Let me get this straight. Americans pay 90 percent of the cost of
Donald Trump's tariffs for more groceries, they see fewer jobs, and now
the American people have to pay for two top-tier, private, luxury jets
for Kristi Noem.
If you want to know how much contempt Donald Trump has and how much
contempt his MAGA administration has for working people, look no
further than Noem's luxury jets.
I yield the floor.
I suggest the absence of a quorum.
The PRESIDING OFFICER. The clerk will call the roll.
The legislative clerk proceeded to call the roll.
Mr. DURBIN. Mr. President, I ask unanimous consent that the order for
the quorum call be rescinded.
The PRESIDING OFFICER. Without objection, it is so ordered.
Chicago
Mr. DURBIN. Mr. President, last Friday, I went back to the city of
Chicago, which I am honored to represent, and over the weekend, I had
two experiences I want to share with you. There was a real contrast,
but there was a recurring theme in both.
The first was at a church in the city of Chicago on Friday, the
Christ Lutheran Church. It is on Wilson Avenue in a section of Chicago
known as Albany Park. The church was built in 1911. You look around at
the houses outside of the church, and you think: This neighborhood has
seen a lot of change, a lot of different people who have come through
with waves of immigration. Today, it is predominantly Hispanic, but I
would imagine that the march of history would take you through many
other groups who have lived in the Albany Park neighborhood.

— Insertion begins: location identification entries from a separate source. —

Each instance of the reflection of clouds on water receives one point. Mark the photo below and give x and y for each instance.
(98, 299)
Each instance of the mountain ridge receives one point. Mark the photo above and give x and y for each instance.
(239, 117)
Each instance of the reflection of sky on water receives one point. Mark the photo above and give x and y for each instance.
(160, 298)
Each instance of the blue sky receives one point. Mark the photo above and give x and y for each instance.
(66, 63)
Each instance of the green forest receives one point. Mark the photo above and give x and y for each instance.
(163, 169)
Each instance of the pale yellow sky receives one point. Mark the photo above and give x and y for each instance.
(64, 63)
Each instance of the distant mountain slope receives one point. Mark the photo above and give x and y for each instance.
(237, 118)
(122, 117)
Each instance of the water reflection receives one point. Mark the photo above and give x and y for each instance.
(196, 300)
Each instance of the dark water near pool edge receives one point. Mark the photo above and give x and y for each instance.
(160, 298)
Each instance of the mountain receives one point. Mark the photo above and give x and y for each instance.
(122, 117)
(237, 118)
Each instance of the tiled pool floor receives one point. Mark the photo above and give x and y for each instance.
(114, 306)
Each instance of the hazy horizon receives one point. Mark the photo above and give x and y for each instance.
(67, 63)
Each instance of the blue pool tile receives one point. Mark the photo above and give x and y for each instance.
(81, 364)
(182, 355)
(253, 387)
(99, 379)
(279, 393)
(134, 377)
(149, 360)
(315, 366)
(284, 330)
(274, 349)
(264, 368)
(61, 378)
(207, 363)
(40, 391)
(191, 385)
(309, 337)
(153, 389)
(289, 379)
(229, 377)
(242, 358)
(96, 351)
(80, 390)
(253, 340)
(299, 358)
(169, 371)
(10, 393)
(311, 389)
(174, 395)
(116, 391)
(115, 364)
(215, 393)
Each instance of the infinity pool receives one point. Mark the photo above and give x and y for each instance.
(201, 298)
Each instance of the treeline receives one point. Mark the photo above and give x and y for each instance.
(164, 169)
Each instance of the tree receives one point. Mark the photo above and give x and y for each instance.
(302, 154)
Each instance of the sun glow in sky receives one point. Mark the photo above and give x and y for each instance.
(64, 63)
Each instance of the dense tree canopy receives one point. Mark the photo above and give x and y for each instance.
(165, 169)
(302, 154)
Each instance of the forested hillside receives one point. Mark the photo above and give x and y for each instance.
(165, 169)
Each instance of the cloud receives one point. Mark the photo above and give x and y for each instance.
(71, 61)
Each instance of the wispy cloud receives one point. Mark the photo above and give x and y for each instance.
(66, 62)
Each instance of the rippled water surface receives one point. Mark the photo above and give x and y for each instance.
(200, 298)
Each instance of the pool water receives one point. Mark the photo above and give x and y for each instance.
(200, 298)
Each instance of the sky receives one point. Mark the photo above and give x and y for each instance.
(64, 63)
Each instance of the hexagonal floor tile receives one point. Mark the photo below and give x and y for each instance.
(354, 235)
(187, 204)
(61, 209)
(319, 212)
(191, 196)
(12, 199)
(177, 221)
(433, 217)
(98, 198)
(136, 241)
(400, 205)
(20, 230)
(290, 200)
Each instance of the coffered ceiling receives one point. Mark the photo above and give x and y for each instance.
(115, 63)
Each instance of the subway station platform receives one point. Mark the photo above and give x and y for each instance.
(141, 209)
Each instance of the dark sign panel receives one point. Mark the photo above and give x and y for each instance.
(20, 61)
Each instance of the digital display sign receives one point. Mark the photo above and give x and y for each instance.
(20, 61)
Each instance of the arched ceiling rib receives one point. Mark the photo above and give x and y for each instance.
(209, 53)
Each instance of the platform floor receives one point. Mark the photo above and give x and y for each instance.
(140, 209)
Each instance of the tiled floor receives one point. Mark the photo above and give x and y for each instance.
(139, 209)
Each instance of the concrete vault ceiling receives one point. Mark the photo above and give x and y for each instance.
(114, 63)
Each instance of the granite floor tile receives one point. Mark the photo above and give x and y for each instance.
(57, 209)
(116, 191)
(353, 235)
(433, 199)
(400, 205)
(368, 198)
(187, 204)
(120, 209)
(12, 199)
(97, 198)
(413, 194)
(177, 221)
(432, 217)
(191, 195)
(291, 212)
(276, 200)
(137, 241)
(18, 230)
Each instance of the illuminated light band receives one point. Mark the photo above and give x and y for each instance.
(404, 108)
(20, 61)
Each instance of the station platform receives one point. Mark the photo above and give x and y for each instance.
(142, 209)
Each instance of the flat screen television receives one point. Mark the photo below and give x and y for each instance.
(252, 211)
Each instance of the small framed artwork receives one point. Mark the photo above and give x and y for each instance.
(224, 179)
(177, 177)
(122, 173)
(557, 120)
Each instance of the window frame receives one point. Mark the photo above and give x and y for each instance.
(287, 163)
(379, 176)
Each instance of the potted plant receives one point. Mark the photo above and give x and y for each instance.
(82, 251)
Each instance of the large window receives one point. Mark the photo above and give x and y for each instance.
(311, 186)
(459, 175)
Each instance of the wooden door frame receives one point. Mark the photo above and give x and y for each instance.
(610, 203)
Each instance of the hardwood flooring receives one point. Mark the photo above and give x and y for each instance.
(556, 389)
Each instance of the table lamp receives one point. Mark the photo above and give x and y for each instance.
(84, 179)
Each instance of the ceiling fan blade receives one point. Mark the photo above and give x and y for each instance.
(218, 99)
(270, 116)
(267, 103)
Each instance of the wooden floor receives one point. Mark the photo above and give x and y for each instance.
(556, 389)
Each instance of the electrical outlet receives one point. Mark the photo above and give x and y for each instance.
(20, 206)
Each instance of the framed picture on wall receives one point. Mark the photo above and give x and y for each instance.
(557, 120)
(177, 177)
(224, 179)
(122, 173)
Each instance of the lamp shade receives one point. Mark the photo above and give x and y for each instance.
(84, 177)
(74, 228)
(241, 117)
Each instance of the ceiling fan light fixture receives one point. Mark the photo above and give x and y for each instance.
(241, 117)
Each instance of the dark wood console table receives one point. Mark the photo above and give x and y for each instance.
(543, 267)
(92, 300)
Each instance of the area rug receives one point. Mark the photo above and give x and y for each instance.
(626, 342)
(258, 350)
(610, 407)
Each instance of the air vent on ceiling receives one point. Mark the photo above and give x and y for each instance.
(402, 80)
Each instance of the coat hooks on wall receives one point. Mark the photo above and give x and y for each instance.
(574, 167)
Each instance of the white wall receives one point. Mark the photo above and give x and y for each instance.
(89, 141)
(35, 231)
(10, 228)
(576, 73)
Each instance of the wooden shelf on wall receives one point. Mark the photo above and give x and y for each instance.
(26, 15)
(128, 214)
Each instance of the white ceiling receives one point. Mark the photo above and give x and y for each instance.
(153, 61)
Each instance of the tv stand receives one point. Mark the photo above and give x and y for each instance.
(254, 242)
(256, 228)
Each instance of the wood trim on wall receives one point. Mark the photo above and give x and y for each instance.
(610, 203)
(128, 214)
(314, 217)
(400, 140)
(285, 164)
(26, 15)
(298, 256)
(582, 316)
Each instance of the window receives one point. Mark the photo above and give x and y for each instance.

The pastor there is named Tom Terrell. I was meeting him for the
first time. We had a press conference inside his little church, and he
told us a story of what had happened at his church, Christ Lutheran
Church, on the previous Sunday. There aren't as many people in his
church as there were just a few months ago because a lot of them are
too afraid. They are Hispanic families. They are afraid, if they go to
their church, they might be detained or arrested or that something else
terrible might happen, but some brave souls made it to the Christ
Lutheran Church on that Sunday.
Pastor Terrell told us this story: At the end of the ceremony, at 12
noon, the people were leaving, heading home, walking away from church,
when an unmarked van pulled up, and ICE agents came out of it and
started to ask questions of the people who had just come out of church.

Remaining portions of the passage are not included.